Say's main contribution to economic thinking was that a free market economy always tends to full employment. If markets are left to weave their magic then the incomes created by production will ensure sufficient demand to buy the total output. Say did not deny that there could be temporary excesses of supply in particular markets but overall the economy would always tend to full employment.

Say's law underpins free market ideology. Its modern translation is that large scale unemployment is the result of rigidities in the labour market. These take the form of minimum wages, worker rights, unemployment benefits and union power. Unemployment is due to the unwillingness of workers to accept the wages that a truly competitive labour market would offer.

In the 1930s Depression, John Maynard Keynes attacked Say's law. The lengthy mass unemployment of this period suggested that free markets do not always ensure full employment. Keynes' insight was that an economy could spend a significant period with mass unemployment. There was a need for activist government policy to break this stalemate.

Say's law rests on the premise that net incomes are either spent or saved. Income that is saved is then used for investment in new factories, machinery, houses and other productive investments which create employment, output and incomes. Keynes suggested that during a severe recession, the incomes that are saved may not be reinjected into the economy to create more production and employment. The reason is that businesses lose confidence. They are unwilling to borrow and spend on new production because the demand is not there. Savings just pile up or are used for speculative none-productive investments such as existing housing or shares.

Since the global financial crisis central banks in most Western economies have slashed interest rates to virtually nil. Yet this accelerator is not engaging the economic engine. In the United States the near zero interest rates have resulted in a huge pile up of bank reserves because the punters aren't borrowing. In New Zealand, record low interest rates have served to re-stimulate the housing market. Using borrowed money to bid up prices for existing houses creates no new jobs or output.

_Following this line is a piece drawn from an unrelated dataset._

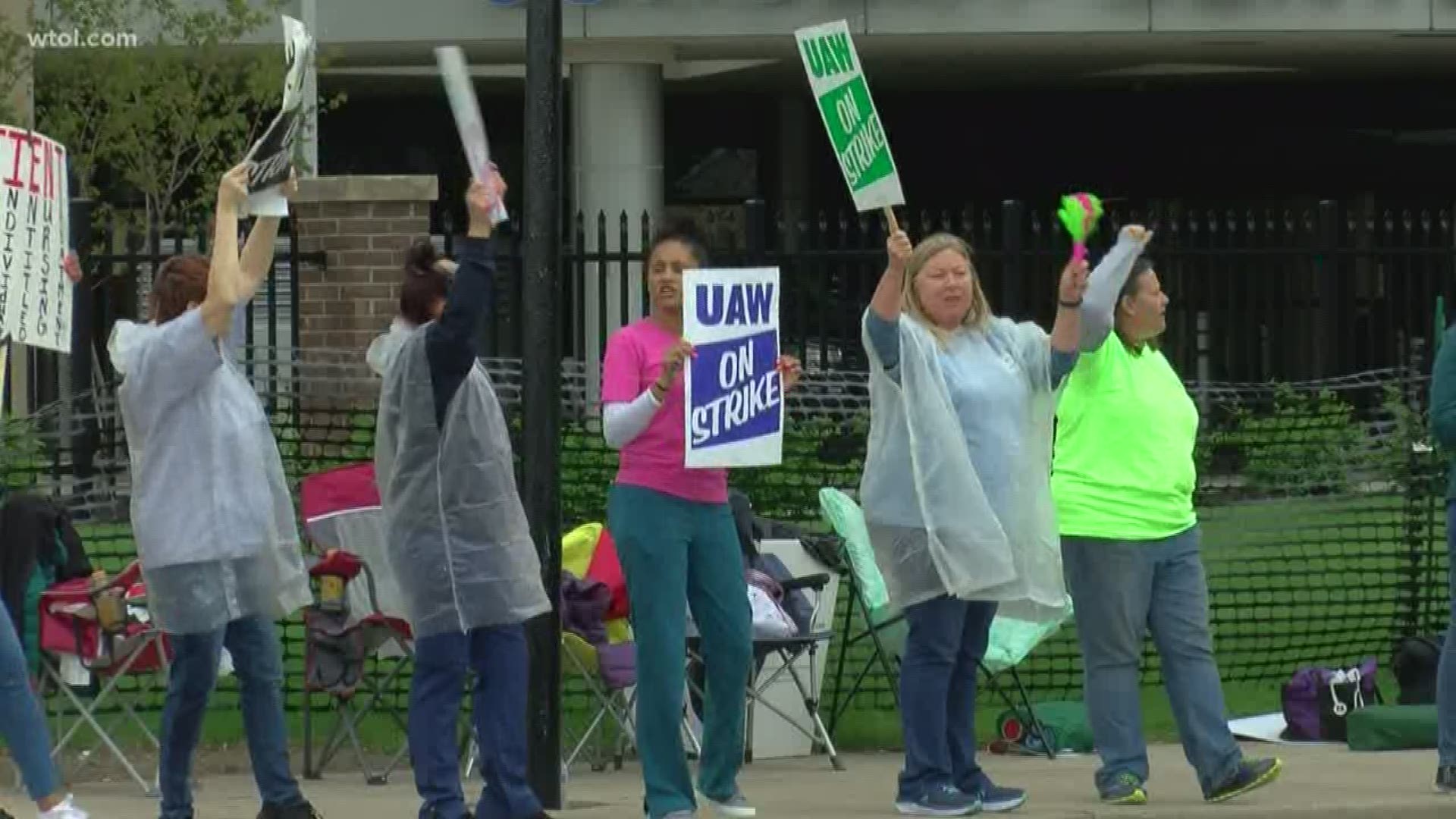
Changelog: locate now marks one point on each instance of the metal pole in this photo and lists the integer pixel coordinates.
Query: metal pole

The other recovery strategy being touted is to increase labour market flexibility and worker productivity. This is invoking Say's law. Greater flexibility means driving down wage rates and ensuring a supply of workers needing to work at these rates. Policies to achieve this include benefit reforms, reducing union power and allowing inflation to eat away at the minimum wage rates and benefits.

However, wage rate flexibility tends to apply mainly at the lower end of the labour market. This is a reason for the rise in income inequalities in recent decades. Wage rate flexibility at the board room level tends to work in one direction only.

Policies aimed at labour market flexibility are seldom applied to professional occupations. If the Government moved to make it easier for overseas doctors, lawyers, dentists or accountants to practice in New Zealand this would cause an outcry from professional associations. The argument would be about the need to maintain standards but there is also a large amount of gatekeeping involved. Unions are bad because they demand better pay and conditions for their members. Professional bodies are good because they maintain standards.

Keynes pointed out a further problem of reducing wages to reduce unemployment. Reductions in wages further reduce demand in the economy unless the prices of goods and services drop correspondingly. This increases unemployment rather than reducing it. Also if wages fall but debt levels remain, the debt becomes much harder to service.

Real wages for many New Zealanders are falling. It is becoming very hard to make ends meet for those at the bottom of the ladder who operate in the most competitive labour markets. The divide in our society continues to grow and in a small society, this eventually costs us all.

Peter Lyons teaches economics at St Peters College in Epsom and has authored several economics texts.